News / Europe

Pope's Good Friday Service Underscores Plight of Suffering

Pope Francis bows his heads and closes his eyes during the Via Crucis (Way of the Cross) torchlight procession in Rome, April 18, 2014.
Pope Francis bows his heads and closes his eyes during the Via Crucis (Way of the Cross) torchlight procession in Rome, April 18, 2014.
Reuters
The plight of immigrants, the poor, the sick, the elderly, unemployed and prisoners dominated Pope Francis' Good Friday service at Rome's Colosseum as he led Catholics around the world in commemorating the day Jesus died.

The pope, in the run-up to the second Easter of his pontificate, presided at the traditional "Via Crucis" (Way of the Cross) service around the ancient Roman ruin.

Sitting on a chair on the Palatine Hill just opposite the Colosseum and often kneeling to pray, he listened intently as meditations inspired by the 14 "stations of the cross" were read to the crowd of thousands holding candles.

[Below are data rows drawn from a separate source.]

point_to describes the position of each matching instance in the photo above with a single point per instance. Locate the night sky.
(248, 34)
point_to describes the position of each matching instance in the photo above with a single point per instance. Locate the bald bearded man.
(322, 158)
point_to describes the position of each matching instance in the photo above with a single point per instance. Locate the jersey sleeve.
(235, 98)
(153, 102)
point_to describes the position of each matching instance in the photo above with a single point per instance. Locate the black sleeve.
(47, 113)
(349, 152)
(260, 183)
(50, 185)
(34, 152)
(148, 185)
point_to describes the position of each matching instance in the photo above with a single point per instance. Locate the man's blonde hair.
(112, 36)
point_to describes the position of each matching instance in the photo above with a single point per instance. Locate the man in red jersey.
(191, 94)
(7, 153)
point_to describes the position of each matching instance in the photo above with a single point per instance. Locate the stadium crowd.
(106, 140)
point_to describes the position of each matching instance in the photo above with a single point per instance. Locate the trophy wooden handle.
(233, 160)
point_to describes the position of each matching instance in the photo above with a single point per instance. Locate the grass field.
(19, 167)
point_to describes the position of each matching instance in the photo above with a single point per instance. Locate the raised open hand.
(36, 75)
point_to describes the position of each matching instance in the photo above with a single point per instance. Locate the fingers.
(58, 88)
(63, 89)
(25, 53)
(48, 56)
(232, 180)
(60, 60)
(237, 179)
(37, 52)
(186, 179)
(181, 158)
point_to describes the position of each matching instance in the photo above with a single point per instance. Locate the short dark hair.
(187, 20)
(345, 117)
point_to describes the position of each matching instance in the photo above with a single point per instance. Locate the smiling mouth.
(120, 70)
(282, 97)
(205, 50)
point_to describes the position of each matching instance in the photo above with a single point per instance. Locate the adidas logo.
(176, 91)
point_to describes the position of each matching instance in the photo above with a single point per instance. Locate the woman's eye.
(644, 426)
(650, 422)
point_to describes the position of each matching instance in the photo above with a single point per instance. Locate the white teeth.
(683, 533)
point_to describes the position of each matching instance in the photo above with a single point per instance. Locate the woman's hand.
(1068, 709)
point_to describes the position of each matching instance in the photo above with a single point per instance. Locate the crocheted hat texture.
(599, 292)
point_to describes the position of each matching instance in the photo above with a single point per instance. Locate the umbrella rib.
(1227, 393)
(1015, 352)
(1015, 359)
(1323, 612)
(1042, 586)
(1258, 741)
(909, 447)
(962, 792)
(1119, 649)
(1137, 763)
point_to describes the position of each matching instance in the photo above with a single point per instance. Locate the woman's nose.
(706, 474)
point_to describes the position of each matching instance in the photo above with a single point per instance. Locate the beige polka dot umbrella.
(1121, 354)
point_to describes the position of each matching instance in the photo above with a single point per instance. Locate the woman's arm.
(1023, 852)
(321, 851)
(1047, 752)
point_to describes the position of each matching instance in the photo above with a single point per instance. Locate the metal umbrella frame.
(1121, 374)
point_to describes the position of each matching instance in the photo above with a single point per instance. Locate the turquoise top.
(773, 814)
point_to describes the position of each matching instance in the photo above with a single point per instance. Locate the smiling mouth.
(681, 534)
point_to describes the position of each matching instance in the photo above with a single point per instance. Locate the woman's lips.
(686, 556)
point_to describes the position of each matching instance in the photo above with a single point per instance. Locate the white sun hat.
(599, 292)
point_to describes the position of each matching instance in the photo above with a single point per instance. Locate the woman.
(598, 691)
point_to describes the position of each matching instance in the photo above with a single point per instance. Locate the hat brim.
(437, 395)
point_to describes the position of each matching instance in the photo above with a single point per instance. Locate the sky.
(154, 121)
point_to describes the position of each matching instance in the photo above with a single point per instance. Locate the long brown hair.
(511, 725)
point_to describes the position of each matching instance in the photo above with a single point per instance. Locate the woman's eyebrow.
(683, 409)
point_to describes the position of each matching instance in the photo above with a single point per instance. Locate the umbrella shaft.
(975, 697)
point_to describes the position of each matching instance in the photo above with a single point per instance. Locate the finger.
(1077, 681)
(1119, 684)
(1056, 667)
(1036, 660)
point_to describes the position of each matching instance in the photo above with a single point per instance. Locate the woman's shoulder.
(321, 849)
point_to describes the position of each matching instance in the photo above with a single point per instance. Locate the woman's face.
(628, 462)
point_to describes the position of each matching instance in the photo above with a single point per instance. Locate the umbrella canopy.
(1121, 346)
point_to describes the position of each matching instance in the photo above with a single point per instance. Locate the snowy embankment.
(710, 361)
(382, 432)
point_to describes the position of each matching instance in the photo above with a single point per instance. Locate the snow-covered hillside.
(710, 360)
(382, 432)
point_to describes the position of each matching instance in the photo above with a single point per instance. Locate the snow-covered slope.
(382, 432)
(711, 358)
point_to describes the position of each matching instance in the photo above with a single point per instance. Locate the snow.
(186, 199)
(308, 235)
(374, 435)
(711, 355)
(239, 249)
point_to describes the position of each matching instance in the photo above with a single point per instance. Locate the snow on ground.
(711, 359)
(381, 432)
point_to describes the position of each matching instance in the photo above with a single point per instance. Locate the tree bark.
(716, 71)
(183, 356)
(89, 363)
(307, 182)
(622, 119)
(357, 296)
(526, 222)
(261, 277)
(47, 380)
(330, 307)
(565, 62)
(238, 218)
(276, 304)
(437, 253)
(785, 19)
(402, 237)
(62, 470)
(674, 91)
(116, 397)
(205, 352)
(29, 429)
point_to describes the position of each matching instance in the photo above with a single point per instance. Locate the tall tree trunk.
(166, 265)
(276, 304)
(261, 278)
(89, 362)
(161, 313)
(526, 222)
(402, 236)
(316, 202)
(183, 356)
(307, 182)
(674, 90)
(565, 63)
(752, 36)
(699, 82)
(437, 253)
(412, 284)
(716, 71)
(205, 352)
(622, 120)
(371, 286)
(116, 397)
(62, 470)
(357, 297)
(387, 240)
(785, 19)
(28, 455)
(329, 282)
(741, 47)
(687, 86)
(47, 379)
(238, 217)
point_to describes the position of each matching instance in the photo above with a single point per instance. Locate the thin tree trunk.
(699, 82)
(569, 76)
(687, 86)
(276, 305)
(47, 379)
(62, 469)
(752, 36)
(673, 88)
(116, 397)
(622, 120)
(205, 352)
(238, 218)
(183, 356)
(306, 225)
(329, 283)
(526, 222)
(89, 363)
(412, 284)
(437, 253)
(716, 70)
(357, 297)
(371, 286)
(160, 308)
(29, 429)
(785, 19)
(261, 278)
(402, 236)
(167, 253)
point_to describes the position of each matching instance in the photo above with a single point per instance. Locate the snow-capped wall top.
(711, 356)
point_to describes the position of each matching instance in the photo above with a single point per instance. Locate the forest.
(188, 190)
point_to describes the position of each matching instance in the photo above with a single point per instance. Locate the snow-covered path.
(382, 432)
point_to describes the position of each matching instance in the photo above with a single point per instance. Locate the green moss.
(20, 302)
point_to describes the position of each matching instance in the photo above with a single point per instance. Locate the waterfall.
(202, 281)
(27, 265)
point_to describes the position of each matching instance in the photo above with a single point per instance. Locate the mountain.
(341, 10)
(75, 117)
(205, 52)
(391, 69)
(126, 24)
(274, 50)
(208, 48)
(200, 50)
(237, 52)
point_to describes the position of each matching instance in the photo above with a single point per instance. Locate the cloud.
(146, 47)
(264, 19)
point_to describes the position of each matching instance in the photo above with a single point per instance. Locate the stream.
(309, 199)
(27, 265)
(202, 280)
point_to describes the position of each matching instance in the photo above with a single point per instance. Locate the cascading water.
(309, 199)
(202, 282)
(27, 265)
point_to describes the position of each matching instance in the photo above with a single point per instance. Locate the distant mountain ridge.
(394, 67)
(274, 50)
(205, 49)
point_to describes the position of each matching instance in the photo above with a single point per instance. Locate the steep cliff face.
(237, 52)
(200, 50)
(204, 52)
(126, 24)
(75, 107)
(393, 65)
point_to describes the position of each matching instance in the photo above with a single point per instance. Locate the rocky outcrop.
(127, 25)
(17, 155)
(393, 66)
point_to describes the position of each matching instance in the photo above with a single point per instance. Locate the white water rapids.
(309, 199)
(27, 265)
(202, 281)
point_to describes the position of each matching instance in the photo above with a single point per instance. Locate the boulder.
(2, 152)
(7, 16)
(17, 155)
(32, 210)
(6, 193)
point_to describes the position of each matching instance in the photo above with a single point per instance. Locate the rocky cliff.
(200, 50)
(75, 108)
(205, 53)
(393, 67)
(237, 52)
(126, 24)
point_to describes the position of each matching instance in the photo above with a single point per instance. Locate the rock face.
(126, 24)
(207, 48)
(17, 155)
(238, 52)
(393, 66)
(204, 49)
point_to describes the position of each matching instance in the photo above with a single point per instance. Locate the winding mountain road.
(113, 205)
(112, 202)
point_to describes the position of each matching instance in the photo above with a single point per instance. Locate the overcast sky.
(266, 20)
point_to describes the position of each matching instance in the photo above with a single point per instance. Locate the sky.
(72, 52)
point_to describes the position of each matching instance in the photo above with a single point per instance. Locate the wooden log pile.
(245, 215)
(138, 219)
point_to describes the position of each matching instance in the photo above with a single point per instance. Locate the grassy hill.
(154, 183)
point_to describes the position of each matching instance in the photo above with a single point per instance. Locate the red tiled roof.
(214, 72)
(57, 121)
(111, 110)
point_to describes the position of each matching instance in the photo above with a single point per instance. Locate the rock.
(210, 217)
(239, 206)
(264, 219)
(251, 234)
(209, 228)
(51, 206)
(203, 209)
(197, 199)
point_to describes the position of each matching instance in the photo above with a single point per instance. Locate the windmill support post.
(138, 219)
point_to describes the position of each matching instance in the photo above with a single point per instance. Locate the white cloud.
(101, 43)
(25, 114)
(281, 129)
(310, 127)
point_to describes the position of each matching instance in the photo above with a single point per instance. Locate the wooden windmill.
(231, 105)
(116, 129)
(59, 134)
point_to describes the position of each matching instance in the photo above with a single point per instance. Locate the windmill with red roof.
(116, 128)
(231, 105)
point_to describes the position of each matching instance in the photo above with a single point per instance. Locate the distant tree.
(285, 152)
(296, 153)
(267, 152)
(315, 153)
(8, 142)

Pairs of immigrants, prisoners, homeless, elderly, women, disabled, former drug addicts and others alternated carrying a large cross between each of the stations which describe the main events in the last hours of Jesus' life.

This year's meditations
Faithful attend the Via Crucis (Way of the Cross) torchlight procession celebrated by Pope Francis in front of the Colosseum on Good Friday in Rome, April 18, 2014.Faithful attend the Via Crucis (Way of the Cross) torchlight procession celebrated by Pope Francis in front of the Colosseum on Good Friday in Rome, April 18, 2014.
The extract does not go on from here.